Investigadores se plantan contra los "lugares comunes" del debate científico

Científicos del Conicet y la UNR rechazan el ajuste y defienden el rol del Estado frente a las corporaciones.

Desde fines de 2016, cuando el gobierno nacional anunció un fuerte recorte en el ingreso a la carrera de investigador en el Conicet, la comunidad científica viene realizando distintas actividades para visibilizar un problema que trasciende lo que pasa dentro de los laboratorios. "Queremos una ciencia al servicio del pueblo y no de las corporaciones", advierten desde la asamblea local de trabajadores de ciencia y técnica.
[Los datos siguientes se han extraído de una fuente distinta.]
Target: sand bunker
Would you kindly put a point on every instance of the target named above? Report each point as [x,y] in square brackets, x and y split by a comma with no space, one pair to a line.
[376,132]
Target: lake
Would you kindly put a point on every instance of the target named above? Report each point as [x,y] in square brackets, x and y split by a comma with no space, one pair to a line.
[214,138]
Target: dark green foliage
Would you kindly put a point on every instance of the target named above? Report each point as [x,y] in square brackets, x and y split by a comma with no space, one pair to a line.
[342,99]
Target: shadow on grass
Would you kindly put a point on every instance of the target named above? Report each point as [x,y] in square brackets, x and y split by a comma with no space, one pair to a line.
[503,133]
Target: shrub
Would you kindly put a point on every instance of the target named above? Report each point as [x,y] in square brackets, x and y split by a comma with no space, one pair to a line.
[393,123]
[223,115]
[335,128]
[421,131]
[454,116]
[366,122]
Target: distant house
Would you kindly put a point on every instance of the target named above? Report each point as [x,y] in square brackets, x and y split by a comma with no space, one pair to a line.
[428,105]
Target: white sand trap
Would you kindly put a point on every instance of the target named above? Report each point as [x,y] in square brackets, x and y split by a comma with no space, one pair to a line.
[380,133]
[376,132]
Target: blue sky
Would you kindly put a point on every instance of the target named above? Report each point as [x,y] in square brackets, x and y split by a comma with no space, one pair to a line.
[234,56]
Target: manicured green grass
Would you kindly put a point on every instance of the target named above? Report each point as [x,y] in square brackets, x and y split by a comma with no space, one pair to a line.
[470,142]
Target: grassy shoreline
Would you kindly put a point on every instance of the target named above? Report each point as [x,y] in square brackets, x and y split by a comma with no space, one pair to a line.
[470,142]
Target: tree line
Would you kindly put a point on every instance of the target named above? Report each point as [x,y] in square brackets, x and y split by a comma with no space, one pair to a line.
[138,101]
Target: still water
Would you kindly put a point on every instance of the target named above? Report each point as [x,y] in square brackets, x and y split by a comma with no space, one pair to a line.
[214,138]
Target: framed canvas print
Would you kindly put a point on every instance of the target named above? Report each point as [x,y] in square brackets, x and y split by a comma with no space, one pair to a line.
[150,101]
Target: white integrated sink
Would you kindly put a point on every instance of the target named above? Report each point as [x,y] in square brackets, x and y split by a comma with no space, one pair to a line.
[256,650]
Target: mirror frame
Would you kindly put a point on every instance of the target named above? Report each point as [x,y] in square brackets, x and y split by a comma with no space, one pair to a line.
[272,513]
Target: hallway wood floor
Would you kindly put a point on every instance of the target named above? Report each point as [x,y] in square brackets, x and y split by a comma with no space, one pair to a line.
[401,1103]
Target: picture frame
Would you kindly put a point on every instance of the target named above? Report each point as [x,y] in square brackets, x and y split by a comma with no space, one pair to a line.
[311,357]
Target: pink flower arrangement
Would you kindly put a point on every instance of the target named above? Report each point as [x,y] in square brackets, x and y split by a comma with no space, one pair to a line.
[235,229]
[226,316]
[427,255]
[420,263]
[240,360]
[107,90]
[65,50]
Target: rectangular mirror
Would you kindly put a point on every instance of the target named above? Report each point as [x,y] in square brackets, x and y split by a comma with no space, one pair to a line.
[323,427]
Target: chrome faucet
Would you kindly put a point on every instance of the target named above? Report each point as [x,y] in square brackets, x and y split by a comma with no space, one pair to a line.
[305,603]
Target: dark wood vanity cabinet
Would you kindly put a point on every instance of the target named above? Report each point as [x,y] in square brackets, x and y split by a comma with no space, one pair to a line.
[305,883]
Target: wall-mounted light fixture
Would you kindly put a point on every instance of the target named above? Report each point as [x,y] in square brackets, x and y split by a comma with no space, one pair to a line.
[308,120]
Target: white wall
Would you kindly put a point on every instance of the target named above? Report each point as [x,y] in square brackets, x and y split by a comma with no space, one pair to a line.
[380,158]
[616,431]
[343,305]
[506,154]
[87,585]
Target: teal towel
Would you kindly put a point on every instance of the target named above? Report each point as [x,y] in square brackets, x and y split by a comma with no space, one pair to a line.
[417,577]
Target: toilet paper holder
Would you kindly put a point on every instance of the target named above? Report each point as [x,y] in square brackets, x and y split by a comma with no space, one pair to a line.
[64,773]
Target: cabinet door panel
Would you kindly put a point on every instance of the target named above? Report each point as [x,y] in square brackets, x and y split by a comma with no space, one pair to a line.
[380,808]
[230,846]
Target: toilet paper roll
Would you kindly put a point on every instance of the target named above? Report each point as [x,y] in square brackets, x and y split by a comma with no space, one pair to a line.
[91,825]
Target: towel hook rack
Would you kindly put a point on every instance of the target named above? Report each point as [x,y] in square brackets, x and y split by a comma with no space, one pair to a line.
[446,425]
Convocados por La Capital, un investigador en ciencias sociales, una becaria y una científica repatriada de Bioquímicas dan el debate sobre el rol de la ciencia en la sociedad. Y se animan a desmontar una serie ideas que intentan desprestigiar su reclamo.

Agustín Prospitti es docente e investigador de la UNR y desarrolla su tarea en el Instituto de Investigaciones Socio-históricas Regionales de Rosario (Ishir-Conicet/UNR). Su estudio está orientado a los procesos de historia política y el movimiento obrero. Becaria doctoral del Conicet, María Julia Blanco desarrolla su tesis sobre la historia editorial, las bibliotecas y el pensamiento político argentino. Es además docente de la UNR. La historia de Alejandra María Pacchioni tiene otro recorrido, ya que es una de las científicas repatriadas durante la anterior gestión. De 1992 a 1998 trabajó como docente en Bioquímicas, luego realizó el doctorado en Córdoba y de allí marchó a Carolina del Sur (Estados Unidos), donde estuvo cinco años. Regresó al país en 2009 y hoy trabaja en el área de toxicología de la Facultad.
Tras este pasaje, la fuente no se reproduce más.